So many of us go through each day of our life on “auto-pilot”, waking up, brushing our teeth, showering, coffee, commute, work, come home and start all over.
Bringing ourselves to a complete awareness of every experience from moment to moment is called mindfulness. It is the only way to experience truly being alive.
Leaving yesterday to yesterday, and tomorrow to tomorrow, we learn to face each moment of each day without judgment and in direct contact with the actual experience.
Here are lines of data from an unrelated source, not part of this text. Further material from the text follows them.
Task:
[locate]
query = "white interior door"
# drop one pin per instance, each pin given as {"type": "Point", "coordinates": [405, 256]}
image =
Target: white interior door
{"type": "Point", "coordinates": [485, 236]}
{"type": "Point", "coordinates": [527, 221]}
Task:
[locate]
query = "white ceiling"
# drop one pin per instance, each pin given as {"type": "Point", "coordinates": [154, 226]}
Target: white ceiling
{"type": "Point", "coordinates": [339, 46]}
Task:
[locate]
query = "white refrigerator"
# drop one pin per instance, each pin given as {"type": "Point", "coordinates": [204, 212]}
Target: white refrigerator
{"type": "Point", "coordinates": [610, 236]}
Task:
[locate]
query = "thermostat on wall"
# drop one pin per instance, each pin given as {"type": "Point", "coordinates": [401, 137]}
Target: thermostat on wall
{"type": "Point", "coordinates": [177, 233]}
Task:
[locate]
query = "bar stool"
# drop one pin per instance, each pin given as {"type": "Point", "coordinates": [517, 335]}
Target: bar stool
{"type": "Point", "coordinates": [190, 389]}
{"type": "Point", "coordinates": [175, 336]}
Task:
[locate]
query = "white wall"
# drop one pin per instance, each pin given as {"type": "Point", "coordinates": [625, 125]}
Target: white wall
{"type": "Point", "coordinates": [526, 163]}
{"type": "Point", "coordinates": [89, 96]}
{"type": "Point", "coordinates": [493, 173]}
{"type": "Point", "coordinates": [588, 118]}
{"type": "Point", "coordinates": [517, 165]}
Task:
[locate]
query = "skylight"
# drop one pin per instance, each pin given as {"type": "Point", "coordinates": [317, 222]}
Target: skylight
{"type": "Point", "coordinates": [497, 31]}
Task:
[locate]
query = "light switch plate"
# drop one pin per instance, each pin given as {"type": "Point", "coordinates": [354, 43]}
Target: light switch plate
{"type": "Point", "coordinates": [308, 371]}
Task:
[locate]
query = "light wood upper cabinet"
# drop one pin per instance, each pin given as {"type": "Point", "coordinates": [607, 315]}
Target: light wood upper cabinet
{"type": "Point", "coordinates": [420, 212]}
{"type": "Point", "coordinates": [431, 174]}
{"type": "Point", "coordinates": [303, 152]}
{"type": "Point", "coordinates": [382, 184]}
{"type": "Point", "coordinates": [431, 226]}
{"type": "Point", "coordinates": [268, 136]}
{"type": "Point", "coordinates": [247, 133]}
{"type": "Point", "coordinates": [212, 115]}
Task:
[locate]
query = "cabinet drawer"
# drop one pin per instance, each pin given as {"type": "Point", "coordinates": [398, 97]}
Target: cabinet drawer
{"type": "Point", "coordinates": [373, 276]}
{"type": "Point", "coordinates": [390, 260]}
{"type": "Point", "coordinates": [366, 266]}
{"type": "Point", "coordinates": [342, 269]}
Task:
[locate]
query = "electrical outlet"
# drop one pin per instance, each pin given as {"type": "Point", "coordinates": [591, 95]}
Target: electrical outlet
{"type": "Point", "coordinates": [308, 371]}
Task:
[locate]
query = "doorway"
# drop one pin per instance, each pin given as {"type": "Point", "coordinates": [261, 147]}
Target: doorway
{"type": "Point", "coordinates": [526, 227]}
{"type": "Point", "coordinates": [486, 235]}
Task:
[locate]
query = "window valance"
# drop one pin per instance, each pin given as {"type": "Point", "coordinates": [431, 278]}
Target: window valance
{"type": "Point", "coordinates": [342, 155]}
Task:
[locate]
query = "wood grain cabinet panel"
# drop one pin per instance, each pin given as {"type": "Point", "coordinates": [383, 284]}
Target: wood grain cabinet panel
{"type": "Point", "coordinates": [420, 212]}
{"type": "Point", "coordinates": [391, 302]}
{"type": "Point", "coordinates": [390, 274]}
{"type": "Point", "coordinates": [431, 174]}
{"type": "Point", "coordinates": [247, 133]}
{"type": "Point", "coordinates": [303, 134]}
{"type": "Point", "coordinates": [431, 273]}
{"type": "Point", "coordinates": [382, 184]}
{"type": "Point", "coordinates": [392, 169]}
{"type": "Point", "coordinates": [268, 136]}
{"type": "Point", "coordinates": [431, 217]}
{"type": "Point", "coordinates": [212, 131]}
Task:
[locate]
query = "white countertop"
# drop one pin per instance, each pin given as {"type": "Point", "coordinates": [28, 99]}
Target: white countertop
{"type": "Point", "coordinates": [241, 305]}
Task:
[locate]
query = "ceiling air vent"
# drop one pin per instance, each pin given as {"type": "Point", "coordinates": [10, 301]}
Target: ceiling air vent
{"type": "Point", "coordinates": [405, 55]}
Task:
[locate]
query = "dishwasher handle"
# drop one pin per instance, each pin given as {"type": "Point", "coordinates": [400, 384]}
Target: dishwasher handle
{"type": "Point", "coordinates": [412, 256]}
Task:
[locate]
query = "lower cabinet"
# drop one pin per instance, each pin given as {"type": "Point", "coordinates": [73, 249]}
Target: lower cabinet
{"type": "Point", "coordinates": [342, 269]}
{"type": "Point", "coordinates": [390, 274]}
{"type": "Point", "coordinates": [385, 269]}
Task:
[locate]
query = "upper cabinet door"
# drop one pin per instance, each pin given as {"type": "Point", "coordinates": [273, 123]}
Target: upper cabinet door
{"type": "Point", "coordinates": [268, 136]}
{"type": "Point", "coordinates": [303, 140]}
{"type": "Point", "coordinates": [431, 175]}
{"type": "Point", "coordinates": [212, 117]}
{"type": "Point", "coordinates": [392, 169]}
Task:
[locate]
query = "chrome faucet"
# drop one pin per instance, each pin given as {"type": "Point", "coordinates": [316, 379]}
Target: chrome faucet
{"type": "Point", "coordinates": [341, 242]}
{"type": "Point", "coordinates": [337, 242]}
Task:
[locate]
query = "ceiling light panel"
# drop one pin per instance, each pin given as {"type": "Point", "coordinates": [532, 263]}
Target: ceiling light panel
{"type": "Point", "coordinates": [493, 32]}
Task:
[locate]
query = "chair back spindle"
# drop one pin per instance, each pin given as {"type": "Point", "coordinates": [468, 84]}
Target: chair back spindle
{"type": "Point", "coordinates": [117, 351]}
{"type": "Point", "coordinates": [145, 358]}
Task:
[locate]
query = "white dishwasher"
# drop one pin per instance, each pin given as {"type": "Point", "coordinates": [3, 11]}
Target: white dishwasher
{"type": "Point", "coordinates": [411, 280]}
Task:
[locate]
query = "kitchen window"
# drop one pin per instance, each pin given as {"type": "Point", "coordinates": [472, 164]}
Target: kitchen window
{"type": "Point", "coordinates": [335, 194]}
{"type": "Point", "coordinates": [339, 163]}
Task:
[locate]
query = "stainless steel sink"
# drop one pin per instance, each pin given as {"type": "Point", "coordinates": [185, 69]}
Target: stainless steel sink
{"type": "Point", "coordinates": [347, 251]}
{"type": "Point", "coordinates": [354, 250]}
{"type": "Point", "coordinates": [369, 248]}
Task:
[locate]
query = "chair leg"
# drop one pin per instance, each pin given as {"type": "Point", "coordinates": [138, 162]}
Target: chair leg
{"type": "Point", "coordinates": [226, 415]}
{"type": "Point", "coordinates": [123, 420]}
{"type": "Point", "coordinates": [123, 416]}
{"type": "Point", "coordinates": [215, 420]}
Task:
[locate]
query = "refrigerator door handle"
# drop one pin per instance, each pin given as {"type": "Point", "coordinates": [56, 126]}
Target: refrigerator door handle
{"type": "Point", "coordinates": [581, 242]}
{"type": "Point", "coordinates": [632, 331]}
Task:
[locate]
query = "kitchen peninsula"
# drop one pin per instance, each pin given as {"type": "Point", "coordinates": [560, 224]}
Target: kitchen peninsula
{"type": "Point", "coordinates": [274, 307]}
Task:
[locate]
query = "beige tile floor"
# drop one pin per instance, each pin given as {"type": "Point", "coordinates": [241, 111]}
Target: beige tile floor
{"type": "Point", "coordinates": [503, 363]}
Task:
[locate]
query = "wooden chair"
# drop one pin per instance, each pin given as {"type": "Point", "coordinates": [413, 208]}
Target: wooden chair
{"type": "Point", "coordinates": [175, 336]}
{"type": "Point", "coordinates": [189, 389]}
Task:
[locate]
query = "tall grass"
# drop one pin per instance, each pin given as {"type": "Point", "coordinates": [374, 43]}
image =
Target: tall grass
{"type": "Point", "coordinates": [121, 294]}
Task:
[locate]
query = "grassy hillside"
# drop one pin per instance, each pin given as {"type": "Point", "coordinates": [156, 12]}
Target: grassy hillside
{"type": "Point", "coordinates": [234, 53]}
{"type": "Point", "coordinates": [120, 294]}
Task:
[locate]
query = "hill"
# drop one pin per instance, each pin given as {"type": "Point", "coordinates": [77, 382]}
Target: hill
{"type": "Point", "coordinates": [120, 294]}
Here are 12 ways living in the present helps us:
- to be fully present, in the here and now
- to safely experience unpleasant feelings and thoughts
- to have more balance, less emotional upsets
- to become more connected to ourselves, to others and the world around us
- to increase our self-awareness
- to become less reactive to unpleasant experiences
- to learn the distinction between ourselves and our thoughts
- to become aware of what we are avoiding and why
- to develop self-compassion and self-acceptance
- to have direct contact with the world, rather than living in our thoughts
- to learn that the only constant is change; that thoughts and feelings come and go like the weather
- to experience more peacefulness and calm
Sholto Radford, founder of Wilderness Minds, runs mindfulness courses in the outdoors says
Ideally mindfulness in daily life is a combination of formal practice, which involves setting aside time to engage with mindfulness practices such as sitting meditation, ‘body scanning’ and mindful movement, as well as informal practice, which is bringing mindfulness into everyday activities,
The formal practice, he says, helps support the informal practice.
Practicing mindfulness in our daily lives can be found in some simple exercises. Try being more aware of your surroundings of nature, people and architecture.
Its OK to slow down to a halt just to smell the roses.
Taking time to be still, meditate, and listen just may prove beneficial and even therapeutic to the unforgiving daily grind.